L’amendement, présenté par Layla Moran, députée libérale-démocrate, visait à contraindre le Gouvernement britannique de maintenir sa participation au programme Erasmus+ dans tout accord futur avec l’UE.
Elle a d’ailleurs déclaré : « Rappelons-nous ce qu’Erasmus nous a apporté. Il a permis à nos jeunes d’aller étudier dans des universités européennes, d’apprendre de nouvelles langues, de rencontrer de nouvelles personnes, d’avoir des liens ailleurs et de bâtir une compréhension mutuelle ce qui, de mon point de vue, est une grande partie de l’identité britannique » .
C’est cette obligation qui a été rejetée. Le Royaume-Uni ne quitte donc pas Erasmus+. Le Gouvernement britannique a d’ailleurs indiquée qu’il souhaitait à poursuivre le programme.
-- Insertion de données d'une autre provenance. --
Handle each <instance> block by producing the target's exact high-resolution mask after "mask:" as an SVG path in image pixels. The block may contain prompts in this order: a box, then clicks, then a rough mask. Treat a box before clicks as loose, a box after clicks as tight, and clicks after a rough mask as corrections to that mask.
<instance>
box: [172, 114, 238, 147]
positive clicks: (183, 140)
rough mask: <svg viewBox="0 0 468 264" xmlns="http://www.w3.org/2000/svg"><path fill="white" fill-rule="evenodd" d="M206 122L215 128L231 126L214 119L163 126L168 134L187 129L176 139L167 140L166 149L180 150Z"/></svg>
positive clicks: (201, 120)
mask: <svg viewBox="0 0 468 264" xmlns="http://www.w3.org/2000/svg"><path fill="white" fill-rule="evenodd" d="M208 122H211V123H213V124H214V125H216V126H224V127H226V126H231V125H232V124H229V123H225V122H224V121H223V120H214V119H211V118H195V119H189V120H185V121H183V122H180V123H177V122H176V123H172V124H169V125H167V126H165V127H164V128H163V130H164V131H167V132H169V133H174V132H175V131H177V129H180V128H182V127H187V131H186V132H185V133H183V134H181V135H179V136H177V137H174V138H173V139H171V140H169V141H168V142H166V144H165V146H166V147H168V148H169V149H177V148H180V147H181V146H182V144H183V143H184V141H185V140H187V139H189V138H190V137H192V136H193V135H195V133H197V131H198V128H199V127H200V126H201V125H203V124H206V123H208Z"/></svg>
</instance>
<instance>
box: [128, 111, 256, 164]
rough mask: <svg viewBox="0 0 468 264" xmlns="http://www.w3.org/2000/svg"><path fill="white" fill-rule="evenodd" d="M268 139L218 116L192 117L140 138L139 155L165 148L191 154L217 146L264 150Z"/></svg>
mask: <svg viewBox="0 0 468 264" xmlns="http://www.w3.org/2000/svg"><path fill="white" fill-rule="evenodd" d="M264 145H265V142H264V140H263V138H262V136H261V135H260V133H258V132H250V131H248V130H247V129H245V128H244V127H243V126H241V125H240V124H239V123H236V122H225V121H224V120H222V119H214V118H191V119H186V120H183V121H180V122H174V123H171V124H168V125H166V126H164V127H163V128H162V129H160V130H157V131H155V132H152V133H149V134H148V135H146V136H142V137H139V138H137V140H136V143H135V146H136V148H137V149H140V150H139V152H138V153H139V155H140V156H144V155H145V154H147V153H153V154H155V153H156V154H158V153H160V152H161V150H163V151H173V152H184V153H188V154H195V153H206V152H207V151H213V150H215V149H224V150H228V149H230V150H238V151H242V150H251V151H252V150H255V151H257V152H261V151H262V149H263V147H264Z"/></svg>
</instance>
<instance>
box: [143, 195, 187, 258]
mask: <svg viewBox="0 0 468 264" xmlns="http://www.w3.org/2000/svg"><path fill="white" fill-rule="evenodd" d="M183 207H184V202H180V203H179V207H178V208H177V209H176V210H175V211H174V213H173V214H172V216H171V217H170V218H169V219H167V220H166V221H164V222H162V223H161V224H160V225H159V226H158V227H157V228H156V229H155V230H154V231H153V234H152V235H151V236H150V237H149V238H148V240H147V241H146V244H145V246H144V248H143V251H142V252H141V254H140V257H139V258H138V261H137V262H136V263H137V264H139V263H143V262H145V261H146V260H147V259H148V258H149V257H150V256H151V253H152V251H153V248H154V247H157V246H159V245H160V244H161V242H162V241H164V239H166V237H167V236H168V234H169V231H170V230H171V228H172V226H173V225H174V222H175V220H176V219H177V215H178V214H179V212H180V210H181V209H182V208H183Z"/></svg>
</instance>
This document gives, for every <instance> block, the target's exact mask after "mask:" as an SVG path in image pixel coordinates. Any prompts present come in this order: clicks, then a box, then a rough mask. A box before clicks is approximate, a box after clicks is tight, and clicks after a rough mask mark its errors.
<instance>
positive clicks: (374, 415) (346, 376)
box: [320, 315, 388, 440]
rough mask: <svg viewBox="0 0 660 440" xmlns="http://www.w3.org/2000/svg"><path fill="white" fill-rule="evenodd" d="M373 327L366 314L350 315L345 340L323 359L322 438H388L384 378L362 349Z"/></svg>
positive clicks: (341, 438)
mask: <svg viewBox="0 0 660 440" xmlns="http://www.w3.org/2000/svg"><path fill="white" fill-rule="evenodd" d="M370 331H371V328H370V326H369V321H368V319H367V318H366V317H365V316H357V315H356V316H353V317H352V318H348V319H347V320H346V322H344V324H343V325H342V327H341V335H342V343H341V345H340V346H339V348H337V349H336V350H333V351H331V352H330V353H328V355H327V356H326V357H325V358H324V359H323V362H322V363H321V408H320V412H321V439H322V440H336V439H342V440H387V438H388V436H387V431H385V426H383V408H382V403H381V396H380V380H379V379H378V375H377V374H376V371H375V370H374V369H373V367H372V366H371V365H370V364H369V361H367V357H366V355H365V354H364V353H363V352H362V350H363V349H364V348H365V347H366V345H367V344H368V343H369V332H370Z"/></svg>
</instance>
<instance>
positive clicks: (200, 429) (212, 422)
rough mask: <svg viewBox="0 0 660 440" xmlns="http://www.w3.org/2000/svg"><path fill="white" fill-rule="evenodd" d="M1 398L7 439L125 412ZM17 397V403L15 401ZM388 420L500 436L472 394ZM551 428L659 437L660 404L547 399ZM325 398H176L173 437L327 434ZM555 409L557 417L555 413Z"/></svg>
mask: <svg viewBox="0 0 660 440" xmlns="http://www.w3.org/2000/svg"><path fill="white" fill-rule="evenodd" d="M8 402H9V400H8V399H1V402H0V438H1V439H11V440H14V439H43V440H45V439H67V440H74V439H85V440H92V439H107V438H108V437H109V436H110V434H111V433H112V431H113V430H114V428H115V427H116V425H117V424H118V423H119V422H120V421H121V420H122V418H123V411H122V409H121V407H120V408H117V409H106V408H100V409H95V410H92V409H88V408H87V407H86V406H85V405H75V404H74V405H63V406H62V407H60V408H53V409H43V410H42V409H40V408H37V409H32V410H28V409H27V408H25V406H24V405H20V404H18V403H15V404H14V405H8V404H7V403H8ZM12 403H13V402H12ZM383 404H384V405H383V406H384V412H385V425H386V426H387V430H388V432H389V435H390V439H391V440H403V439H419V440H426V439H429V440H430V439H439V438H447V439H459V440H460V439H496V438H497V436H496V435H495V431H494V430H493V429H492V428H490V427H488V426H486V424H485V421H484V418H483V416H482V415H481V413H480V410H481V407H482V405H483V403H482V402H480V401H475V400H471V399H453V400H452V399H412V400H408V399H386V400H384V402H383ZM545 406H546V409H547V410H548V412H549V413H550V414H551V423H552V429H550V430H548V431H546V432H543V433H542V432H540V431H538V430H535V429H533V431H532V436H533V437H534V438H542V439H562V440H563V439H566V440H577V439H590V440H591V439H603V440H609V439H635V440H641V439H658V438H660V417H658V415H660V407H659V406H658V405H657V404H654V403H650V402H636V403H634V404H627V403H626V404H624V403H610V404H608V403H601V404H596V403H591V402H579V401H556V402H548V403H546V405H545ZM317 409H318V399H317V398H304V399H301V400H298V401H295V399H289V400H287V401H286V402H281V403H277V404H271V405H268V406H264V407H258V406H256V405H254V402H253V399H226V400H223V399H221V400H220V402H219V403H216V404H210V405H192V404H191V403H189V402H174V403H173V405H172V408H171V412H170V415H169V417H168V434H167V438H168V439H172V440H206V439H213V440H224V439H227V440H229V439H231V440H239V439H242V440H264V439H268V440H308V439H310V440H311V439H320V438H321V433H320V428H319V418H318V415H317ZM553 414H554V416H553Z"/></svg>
James Duddridge, secrétaire d’État en charge du Brexit, a justifié le rejet des amendements mentionnés ainsi : « ferait du Royaume-Uni, un « rule-taker » à perpétuité »
Ce qui change, c’est que le programme Erasmus+ reste dans les négociations au lieu d’en sortir. La participation future du Royaume-Uni à Erasmus sera négociée avec les Européens comme l’ensemble des autres sujets.
Erasmus, élément de négociation
Ainsi, inclus parmi les nombreux sujets de négociation d’un futur accord entre le Royaume-Uni et l’UE, le programme Erasmus devient un élément que Boris Johnson pourrait utiliser pour obtenir plus des Européens. La chose ne serait pas nouvelle puisque c’est exactement ce qu’il vient de faire avec le backstop et la frontière nord-irlandaise. Mais contre quoi ?
Pour avoir une idée de la contrepartie souhaitée par le Premier ministre britannique, il suffit de se plonger dans son historique politique. En tant qu’élu conservateur, Boris Johnson a toujours défendu avec force une chose : la City et son influence financière. Mise à mal avec le Brexit, celle-ci entend pourtant garder une place de choix dans le système financier européen et mondial. Une place qui implique… De garder un accès au marché unique ce qui n’est possible qu’avec le fameux « passeport financier » qui permet aux institutions financières de continuer à travailler depuis Londres sans contrainte ou presque.
On peut donc raisonnablement penser que Boris Johnson entend jouer le destin des jeunes britanniques contre le destin de la City. Réponse définitive dans les prochains mois.